Murder and Mutilation of Albinos

Vicky Ntetema, a Tanzanian BBC journalist, risks her own life to investigate the mutilation and murder of innocent Albino men, women and children in Tanzania.

Once, albinos used to seek shelter from the sun. Now they have gone into hiding simply to survive, after a series of killings linked to witchcraft.

Please note you may find this report upsetting.

“I am living in hiding after I received threats because of my undercover work exposing the threat from witchdoctors to albinos living in Tanzania. I do not regret it, even if I am very scared. Mine is just one life, compared to the several thousand people living with albinism in the country.

If nothing is done about this network, they could kill every albino in the country. This year, at least 25 people with albinism have been killed, mostly in the Lake Victoria Zone, especially the Mwanza, Shinyanga and Mara areas.

They are being murdered because local witchdoctors claim their body parts provide the potent ingredient for magic charms, which many local people use to bring success in business and love.

The bodies are left limbless and sometimes with a huge hole in the neck, from where blood would have been drained. Families not only grieve because of the loss of their loved ones but are also shocked at the state in which the bodies are left by these murderers. As if that is not enough, they have to bury their dead in the house, guard the graves on their farm and/or build them with stones, metal bars and cement to prevent the killers from stealing body parts from the corpses.

I posed as a businesswoman who wanted to get rich and ‘consulted’ 10 witchdoctors.

The consultations included talking to a hedge and telling my problems to a chicken. These are regarded as intermediaries between the witchdoctor, their ancestors and the spirits, or "jinns". The witchdoctors used old German and English coins with holes in the middle, cowry shells, pebbles, nails, nuts and bolts, screws, crosses with the little figure representing Jesus, and beads which they would shake in a red or white cloth and throw on the ground, while incense burned from all around. Sticky green stems or old money notes are put between pages from the Koran. Then the witchdoctors would speak in Arabic and the local Sukuma language and translate or use an interpreter to get the message through to me.
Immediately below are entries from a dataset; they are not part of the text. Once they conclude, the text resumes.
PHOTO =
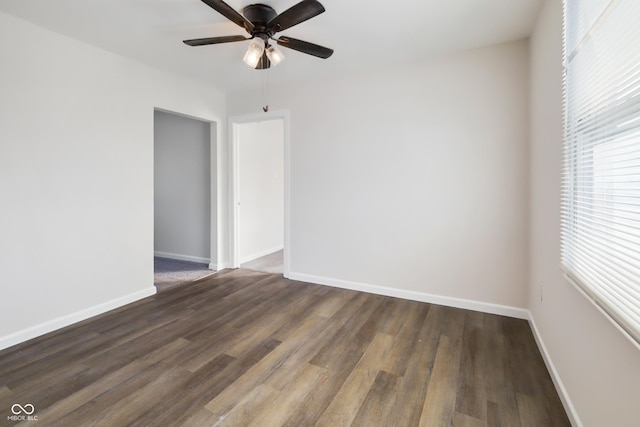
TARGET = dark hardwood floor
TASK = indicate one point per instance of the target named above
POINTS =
(243, 348)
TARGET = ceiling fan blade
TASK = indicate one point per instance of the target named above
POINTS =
(296, 14)
(215, 40)
(305, 47)
(230, 13)
(264, 62)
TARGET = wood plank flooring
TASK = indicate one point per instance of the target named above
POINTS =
(243, 348)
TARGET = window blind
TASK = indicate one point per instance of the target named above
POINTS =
(601, 182)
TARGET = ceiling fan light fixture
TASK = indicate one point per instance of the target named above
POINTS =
(275, 55)
(254, 52)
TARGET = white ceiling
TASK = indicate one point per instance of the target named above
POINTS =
(364, 34)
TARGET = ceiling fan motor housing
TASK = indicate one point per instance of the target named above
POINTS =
(259, 15)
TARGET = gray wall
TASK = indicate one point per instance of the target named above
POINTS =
(182, 187)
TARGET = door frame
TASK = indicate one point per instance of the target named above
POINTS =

I presented the same case to all of them and got different solutions. The consultation fee ranged from $20 to $100 per session, with a promise of returning for a further problem-solving process.

All of them gave me different suggestions of who my enemies were - not by name but by description. None got anything right, most importantly my true mission. But that did not stop me from praying for my safety, as that was the only defense I had.
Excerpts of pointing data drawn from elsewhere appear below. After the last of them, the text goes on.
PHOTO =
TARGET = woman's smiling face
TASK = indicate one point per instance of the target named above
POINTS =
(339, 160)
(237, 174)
Never in my life had it occurred to me that I would one day be sitting in front of a witchdoctor, also known as sangomas or voodoo priests and priestesses. Coming from a religious family, it was unthinkable to approach or even go near the compound of such people.

I met a registered traditional healer who uses African herbs to cure ailments in Magu, the town that shares the name with the district which is known to be the hub of sorcery. This man condemned the way ‘conmen and foreign witchdoctors’ lured locals into trusting them, before hiring murderers to organise raids on homes of albinos just after sunset.

Two of the witchdoctors I consulted promised to get me a magic concoction mixed with ground albino organs. The starting price was $2,000 for the vital organs. Another told me that the police were among his customers and that he could make a special potion mixed with ground male and female private parts to enable people to commit armed robbery without being caught.

The encounter with witchdoctor number three was in a village called Gambusi, the most feared area in the region. The compound had about eight huts around the outside, with a more elaborate structure in the middle. Here a man in his forties wearing a white T-Shirt and khaki trousers with a mobile phone on his belt asked me whether I had brought a chicken. "What for?" I asked. He laughed and said that I was forgiven because he realised that I was a novice in the business. He demanded $2 for a tiny three-week-old chicken and $3 for the fortune-telling. I was then told to get out of the compound, face south-east, where I hail from - Dar es Salaam - spit on the bird's head, back, tail and on my hand and have a heart-to-heart talk with the chick revealing all my problems. He asked for $200 for the consultations and said I should spend two nights there before completing the process. But when I told him that I had only $30 he told me to go away and return when I had the full amount.

When I went back with other BBC colleagues, his nephew was there to receive me. He said he knew what I wanted and said he would find me albino blood, hair, leg and palms for $2,000. He charged me $55 for the initial consultations and asked me to return with the rest of the money.

I found the last witchdoctor in Lamadi, a tiny rural town which lies at the junction of the roads leading to Kenya and Uganda. He charged me $100 for the first session and said he would give me the magic potion with albino and other human organs for a price. While I was there, a man came for a consultation - the witchdoctor said he was a police officer but he was wearing civilian clothes. However, he was made to wait until my session was over and, I later learned, told the witchdoctor that I was involved in a sting operation.

Shortly afterwards, the threatening phone calls started. And a gang of men went round the small town of Magu, where we had briefly stayed, searching all the guest houses. Luckily, we had already moved on to the nearest city, Mwanza. One particularly chilling message came on my mobile phone: "What have you done now? Watch your back."

The witchdoctor had boasted of working with a powerful network across East Africa, which included police officers and armed robbers. I knew they were involved in the murder of albinos, so I was terrified.

At first, I did regret taking on this mission - especially for the sake of my family. Had I put their lives at risk? But then I realised that I had done the right thing. Even if I die today, those involved will have been exposed.”

The International Women's Media Foundation awarded Vicky Ntetema a Courage in Journalism Award for her investigation.

FoCT supports a school where the victims of these brutal crimes are hidden. They are taken from their families for their own protection. Little children, some who have lost brothers and sisters in violent attacks, and some who are living with the loss of their own arms and hands. Their only crime? be born with different coloured skin. These children rarely smile, one little girl hasn't spoken a word since her family was attacked.

The penalty for these crimes in Tanzania is death. To date no one has ever been convicted.